OpenCL Sample Code | DD STOSIC. Simplified, straightforward, OpenCL source code.

dd.stosic · June 25, 2010, 8:32pm

Hello fellow programmers. When I started learning OpenCL, nearly a month ago, I was disturbed by the long source codes I have encountered in Nvidia’s SDK and on the web. Therefore, I simplified some of Nvidia’s sample codes, more specifically: oclSimpleGL and oclVectorAdd, and have adapted them to my own use. Although these samples lack many comments, most of the code is straightforward and easy to understand.

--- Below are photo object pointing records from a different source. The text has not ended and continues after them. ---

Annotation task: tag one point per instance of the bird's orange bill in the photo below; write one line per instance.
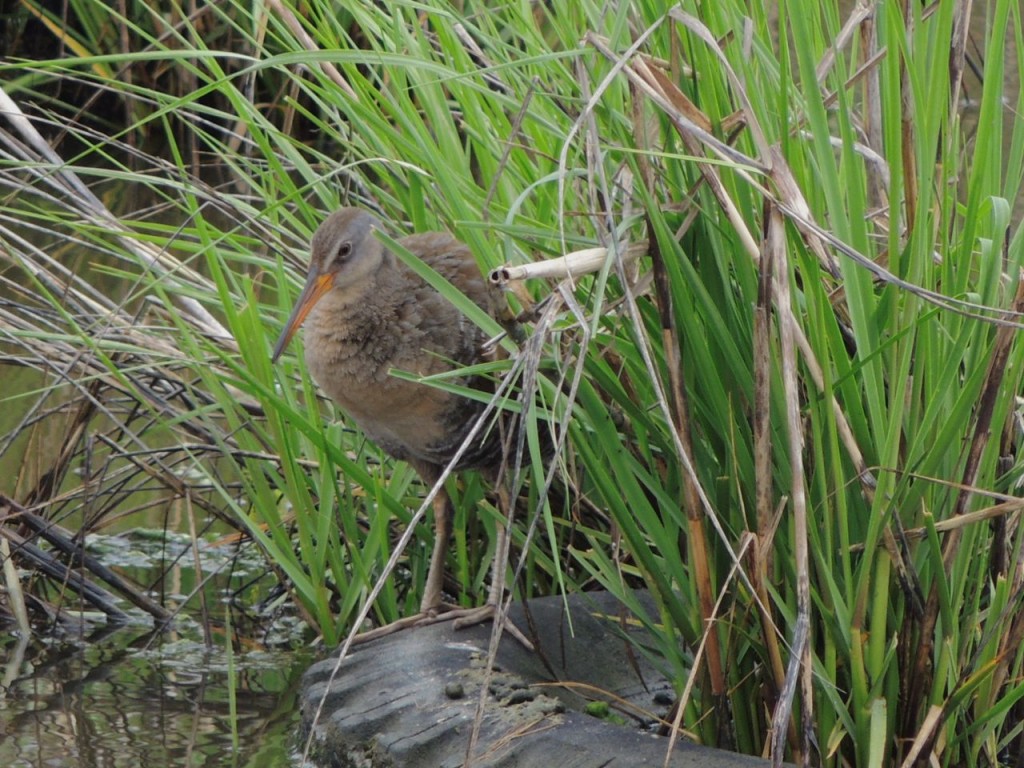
(316, 286)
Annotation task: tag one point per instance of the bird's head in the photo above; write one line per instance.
(344, 255)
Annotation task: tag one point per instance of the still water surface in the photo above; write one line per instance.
(100, 696)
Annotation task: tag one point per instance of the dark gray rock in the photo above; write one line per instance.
(411, 699)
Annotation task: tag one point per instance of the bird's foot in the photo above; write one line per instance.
(463, 617)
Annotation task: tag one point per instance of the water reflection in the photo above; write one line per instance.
(129, 697)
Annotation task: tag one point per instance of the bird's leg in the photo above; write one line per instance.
(470, 616)
(431, 603)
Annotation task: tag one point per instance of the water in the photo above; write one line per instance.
(98, 696)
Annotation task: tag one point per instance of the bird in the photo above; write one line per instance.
(367, 314)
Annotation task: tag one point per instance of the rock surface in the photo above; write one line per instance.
(411, 699)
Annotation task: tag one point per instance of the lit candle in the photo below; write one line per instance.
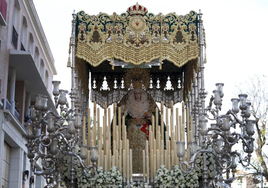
(105, 113)
(172, 158)
(107, 148)
(114, 125)
(162, 128)
(124, 163)
(106, 163)
(156, 116)
(116, 159)
(182, 113)
(94, 131)
(99, 147)
(153, 125)
(154, 147)
(84, 130)
(154, 165)
(162, 149)
(116, 138)
(130, 155)
(191, 128)
(94, 108)
(158, 158)
(166, 159)
(92, 143)
(29, 130)
(168, 162)
(166, 115)
(172, 140)
(147, 167)
(123, 125)
(127, 168)
(120, 164)
(113, 161)
(143, 163)
(146, 148)
(119, 120)
(177, 116)
(88, 158)
(109, 159)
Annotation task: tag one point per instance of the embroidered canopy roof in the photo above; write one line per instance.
(137, 38)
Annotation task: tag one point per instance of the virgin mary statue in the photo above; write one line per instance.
(138, 108)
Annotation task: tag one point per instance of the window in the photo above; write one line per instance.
(6, 166)
(3, 12)
(31, 44)
(46, 80)
(16, 15)
(42, 69)
(36, 57)
(23, 34)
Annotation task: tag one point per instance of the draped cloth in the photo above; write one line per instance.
(138, 130)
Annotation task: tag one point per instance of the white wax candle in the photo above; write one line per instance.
(143, 163)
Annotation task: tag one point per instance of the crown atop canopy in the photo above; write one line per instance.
(137, 9)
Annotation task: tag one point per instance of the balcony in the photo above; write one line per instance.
(27, 71)
(3, 12)
(14, 38)
(7, 106)
(22, 47)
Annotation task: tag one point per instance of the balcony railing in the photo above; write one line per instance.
(15, 38)
(22, 47)
(7, 106)
(3, 12)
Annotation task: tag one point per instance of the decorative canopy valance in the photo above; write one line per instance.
(137, 37)
(167, 45)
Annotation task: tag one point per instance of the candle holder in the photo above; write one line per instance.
(219, 139)
(61, 139)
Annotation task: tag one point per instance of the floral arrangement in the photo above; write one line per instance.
(112, 179)
(175, 178)
(210, 166)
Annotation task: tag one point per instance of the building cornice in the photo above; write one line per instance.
(33, 16)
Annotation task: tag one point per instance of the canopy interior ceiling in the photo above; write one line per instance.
(166, 45)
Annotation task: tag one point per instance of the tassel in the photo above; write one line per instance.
(160, 61)
(112, 63)
(69, 61)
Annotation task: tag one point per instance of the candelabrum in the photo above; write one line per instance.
(218, 139)
(52, 136)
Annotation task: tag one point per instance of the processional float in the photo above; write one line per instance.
(164, 55)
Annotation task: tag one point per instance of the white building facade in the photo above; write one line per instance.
(26, 69)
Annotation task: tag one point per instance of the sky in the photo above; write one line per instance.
(236, 34)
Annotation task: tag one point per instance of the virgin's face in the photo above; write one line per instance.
(137, 95)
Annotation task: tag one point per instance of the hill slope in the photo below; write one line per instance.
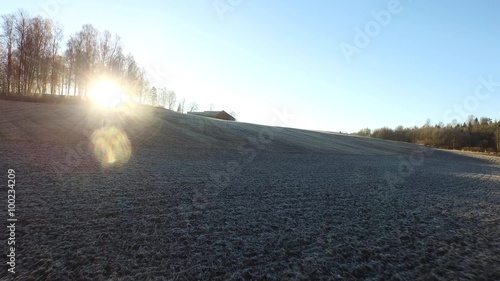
(154, 194)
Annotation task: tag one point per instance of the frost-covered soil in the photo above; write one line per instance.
(203, 199)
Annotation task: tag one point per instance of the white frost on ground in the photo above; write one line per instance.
(299, 205)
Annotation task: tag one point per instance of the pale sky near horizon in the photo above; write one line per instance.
(334, 65)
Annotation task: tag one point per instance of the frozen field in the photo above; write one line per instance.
(201, 199)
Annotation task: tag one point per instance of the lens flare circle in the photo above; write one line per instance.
(111, 146)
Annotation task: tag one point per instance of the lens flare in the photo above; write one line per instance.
(107, 94)
(111, 146)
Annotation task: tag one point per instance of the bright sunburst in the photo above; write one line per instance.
(107, 94)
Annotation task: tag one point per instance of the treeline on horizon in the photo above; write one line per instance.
(480, 135)
(35, 63)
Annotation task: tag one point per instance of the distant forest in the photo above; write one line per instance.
(480, 135)
(36, 64)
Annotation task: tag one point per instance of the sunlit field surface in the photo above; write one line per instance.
(141, 193)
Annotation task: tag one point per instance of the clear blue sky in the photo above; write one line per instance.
(261, 56)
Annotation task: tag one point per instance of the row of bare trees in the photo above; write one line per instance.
(32, 62)
(168, 99)
(475, 134)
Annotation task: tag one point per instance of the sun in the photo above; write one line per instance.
(107, 94)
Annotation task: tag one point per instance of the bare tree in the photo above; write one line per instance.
(56, 65)
(162, 97)
(193, 106)
(7, 40)
(171, 99)
(182, 105)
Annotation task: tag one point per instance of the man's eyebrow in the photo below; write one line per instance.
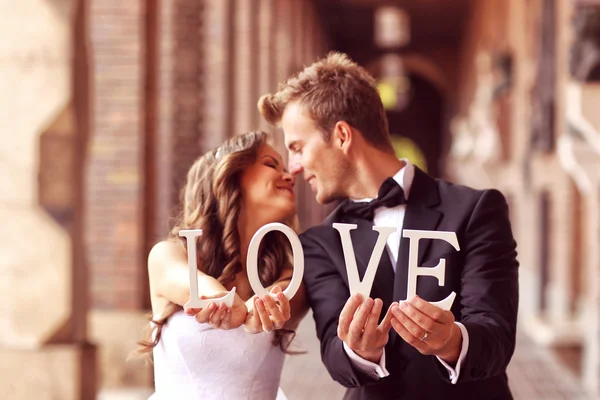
(272, 158)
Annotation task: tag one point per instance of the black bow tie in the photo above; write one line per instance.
(390, 195)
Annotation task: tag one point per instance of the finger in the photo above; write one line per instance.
(215, 318)
(192, 311)
(204, 315)
(284, 306)
(267, 324)
(276, 289)
(357, 325)
(428, 324)
(408, 337)
(433, 312)
(275, 314)
(408, 323)
(226, 318)
(386, 323)
(373, 318)
(347, 314)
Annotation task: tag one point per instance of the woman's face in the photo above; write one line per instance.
(268, 188)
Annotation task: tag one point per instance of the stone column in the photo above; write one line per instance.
(43, 274)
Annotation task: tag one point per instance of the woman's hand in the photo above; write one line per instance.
(267, 314)
(220, 316)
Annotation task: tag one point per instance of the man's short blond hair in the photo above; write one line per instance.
(333, 89)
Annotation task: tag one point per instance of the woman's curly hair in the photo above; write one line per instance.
(211, 201)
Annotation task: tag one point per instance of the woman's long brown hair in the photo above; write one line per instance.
(211, 201)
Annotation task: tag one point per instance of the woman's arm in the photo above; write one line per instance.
(169, 274)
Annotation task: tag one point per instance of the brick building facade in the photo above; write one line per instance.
(120, 97)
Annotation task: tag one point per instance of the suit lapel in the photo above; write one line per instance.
(420, 215)
(363, 240)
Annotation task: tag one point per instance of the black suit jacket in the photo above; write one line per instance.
(484, 274)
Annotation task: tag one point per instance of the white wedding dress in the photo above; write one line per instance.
(194, 361)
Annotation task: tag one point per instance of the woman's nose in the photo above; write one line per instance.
(295, 168)
(289, 177)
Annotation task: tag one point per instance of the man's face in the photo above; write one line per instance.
(321, 163)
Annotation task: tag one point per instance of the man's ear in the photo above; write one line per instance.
(342, 136)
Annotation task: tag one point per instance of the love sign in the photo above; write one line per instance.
(356, 285)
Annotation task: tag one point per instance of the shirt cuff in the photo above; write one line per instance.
(366, 366)
(454, 373)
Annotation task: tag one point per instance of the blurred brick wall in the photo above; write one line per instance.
(546, 205)
(115, 177)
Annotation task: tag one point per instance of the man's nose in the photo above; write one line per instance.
(288, 177)
(295, 168)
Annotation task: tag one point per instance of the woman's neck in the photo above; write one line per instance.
(247, 227)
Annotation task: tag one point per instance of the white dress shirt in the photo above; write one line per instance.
(395, 217)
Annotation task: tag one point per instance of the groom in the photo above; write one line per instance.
(383, 347)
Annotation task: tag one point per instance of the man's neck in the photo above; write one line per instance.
(372, 168)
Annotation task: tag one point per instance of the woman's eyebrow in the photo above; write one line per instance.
(272, 158)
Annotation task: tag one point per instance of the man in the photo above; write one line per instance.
(388, 346)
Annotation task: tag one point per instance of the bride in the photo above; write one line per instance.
(220, 352)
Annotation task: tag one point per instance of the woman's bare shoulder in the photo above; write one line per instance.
(164, 251)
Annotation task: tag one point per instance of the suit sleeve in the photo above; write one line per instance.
(489, 289)
(327, 294)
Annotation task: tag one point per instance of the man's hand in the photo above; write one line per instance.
(428, 328)
(358, 327)
(220, 316)
(267, 314)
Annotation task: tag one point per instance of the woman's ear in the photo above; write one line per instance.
(342, 136)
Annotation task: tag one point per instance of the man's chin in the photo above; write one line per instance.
(323, 199)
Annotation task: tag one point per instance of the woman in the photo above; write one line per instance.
(230, 193)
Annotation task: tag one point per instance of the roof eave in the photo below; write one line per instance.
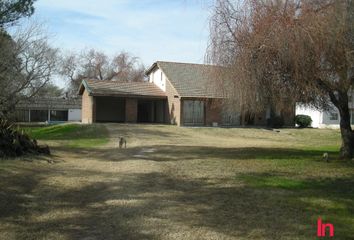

I am providing source code for four of my projects:

[*]simplecl (data set of 100 elements; mutliply each element by an integer) | adapted from oclVectorAdd

[*]add (adds two buffers)

[*]profiler (calculates and displays time required for work-items to execute kernel in simplecl)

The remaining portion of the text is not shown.